Moise performs a delicate surgery to reverse the deadly complication.

“We put a very tiny telescope into the sac of the larger twin,” he said. “We use a laser beam to spot the bad vessels and separate the placenta into two separate circulations so the blood flow stops between the babies.”

Kimberly Rivera was carrying Olivia and Layla when symptoms of TTTS came on last year, in her second trimester.

“I became large really quickly, my uterus grew, I had a lot of abdominal discomfort, a lot of swelling and I honestly thought that was just because I was carrying twins. When I look back at the twin transfusion syndrome, they actually match my symptoms to a tee and had I known that, I would have been better prepared for the diagnosis of the syndrome,” Rivera said.

Moise told her that pain, swelling and discomfort were signs the babies needed this fetal surgery.

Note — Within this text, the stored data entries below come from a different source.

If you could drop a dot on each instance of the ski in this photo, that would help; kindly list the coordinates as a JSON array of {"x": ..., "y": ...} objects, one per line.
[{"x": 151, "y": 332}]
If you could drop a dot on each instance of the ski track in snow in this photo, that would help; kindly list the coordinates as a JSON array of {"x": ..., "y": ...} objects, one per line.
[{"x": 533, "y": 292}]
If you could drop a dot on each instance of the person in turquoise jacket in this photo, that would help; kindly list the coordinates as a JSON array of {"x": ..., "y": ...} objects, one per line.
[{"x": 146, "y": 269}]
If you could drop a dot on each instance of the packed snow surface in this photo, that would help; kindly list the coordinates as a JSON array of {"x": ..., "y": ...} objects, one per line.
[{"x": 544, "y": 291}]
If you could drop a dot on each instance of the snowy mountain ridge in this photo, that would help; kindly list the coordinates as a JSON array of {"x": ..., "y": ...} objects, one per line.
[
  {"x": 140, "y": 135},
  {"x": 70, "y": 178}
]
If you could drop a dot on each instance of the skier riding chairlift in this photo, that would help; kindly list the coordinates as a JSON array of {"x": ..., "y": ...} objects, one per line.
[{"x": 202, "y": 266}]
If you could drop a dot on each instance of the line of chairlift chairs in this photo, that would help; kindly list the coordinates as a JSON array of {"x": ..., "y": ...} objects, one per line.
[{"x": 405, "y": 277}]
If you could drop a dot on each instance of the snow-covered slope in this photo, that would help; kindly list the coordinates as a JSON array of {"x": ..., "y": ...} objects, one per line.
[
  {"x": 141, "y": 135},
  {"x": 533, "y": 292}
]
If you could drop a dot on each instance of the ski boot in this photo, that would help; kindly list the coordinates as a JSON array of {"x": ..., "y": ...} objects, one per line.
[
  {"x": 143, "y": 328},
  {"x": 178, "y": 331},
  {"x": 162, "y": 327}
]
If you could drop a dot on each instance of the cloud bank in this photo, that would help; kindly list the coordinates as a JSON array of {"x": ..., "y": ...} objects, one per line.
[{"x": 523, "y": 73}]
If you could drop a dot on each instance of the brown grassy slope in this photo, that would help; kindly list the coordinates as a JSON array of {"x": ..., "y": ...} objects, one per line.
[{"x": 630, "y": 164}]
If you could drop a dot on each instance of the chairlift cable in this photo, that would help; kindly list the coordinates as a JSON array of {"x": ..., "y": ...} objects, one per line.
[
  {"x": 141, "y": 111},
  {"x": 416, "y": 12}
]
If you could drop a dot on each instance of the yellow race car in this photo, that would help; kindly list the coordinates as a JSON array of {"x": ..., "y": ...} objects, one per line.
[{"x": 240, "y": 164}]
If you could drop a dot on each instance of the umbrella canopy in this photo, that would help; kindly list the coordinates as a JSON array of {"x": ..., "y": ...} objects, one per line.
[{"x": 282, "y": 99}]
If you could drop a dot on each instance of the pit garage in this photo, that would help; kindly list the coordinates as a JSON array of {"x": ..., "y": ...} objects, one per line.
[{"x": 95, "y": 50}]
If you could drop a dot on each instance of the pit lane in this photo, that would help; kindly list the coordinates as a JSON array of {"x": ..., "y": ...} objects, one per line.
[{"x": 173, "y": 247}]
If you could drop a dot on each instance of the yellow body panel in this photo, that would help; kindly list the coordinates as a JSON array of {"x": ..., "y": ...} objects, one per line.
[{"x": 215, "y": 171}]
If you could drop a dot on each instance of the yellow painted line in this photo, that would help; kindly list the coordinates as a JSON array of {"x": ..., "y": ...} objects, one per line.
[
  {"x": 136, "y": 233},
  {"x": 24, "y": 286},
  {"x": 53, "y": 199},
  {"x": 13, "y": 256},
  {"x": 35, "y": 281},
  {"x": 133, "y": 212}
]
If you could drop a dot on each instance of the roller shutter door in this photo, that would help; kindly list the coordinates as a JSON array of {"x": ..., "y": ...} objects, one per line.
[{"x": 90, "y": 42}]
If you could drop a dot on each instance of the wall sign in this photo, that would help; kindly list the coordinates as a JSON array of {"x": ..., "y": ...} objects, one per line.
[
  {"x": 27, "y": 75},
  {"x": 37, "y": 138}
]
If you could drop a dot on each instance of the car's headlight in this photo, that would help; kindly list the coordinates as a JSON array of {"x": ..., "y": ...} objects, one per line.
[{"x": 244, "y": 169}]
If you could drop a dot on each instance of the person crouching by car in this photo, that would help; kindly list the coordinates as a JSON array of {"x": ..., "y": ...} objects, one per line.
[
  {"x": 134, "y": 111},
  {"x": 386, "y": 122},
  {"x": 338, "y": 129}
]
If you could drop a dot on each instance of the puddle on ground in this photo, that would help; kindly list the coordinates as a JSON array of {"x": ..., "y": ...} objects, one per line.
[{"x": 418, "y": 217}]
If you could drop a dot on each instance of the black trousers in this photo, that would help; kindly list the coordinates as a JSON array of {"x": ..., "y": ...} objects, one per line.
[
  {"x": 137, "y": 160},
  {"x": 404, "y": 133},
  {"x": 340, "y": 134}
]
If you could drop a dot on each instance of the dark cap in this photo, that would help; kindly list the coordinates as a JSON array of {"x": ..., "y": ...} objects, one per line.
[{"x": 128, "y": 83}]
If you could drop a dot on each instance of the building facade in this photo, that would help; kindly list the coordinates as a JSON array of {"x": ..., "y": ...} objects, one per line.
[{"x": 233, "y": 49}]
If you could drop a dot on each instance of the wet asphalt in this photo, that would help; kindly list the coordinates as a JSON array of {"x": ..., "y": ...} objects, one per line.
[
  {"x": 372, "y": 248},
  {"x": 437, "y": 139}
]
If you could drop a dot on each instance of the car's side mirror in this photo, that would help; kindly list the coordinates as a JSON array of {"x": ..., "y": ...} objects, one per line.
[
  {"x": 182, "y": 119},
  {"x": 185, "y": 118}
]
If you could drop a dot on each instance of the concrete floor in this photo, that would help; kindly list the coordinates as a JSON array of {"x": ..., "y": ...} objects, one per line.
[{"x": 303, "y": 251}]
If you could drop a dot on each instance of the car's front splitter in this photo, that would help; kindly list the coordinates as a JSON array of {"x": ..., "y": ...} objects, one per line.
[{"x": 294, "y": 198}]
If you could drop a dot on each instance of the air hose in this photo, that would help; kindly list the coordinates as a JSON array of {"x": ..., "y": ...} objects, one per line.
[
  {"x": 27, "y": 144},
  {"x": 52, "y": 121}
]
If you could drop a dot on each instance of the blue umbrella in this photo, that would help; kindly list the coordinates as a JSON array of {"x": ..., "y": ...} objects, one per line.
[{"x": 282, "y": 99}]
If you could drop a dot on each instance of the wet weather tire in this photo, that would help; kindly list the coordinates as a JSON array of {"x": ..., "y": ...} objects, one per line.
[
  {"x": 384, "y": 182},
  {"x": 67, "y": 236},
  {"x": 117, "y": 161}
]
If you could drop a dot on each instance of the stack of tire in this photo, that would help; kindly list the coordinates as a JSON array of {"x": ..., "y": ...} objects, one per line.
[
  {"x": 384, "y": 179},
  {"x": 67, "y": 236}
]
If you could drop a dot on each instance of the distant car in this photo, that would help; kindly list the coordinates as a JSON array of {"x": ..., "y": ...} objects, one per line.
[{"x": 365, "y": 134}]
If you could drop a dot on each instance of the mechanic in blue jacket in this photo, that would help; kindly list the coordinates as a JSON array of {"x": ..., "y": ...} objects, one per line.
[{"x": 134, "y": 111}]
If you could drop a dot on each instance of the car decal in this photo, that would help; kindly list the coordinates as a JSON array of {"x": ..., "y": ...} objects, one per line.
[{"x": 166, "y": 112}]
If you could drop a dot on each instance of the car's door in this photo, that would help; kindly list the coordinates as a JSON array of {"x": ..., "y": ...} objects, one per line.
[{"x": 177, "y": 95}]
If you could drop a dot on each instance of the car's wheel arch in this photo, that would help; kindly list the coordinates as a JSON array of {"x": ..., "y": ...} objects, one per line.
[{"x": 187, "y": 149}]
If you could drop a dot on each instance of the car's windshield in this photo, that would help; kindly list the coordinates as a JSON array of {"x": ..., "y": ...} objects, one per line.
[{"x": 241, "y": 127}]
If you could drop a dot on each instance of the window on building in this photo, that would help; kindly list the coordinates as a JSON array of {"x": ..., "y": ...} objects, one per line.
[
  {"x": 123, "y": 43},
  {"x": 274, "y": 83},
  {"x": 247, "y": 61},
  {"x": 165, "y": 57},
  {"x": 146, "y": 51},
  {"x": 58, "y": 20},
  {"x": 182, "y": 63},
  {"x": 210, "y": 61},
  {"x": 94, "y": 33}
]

The promising news is that, he said, in 80-90 percent of cases both babies survive.

“If we don't do the surgery, about 90 percent of the time, we lose the whole pregnancy,” Moise said.

“I couldn't imagine it. I'm an identical twin, I went through life with my twin and so just to have one of them would have been really heartbreaking for us,” Rivera said.

The real take home message is for expectant mothers of identical twins to make sure your doctor is watching carefully for TTTS. Moise said ultrasounds are recommended as frequently as every two weeks for mothers of identical twins.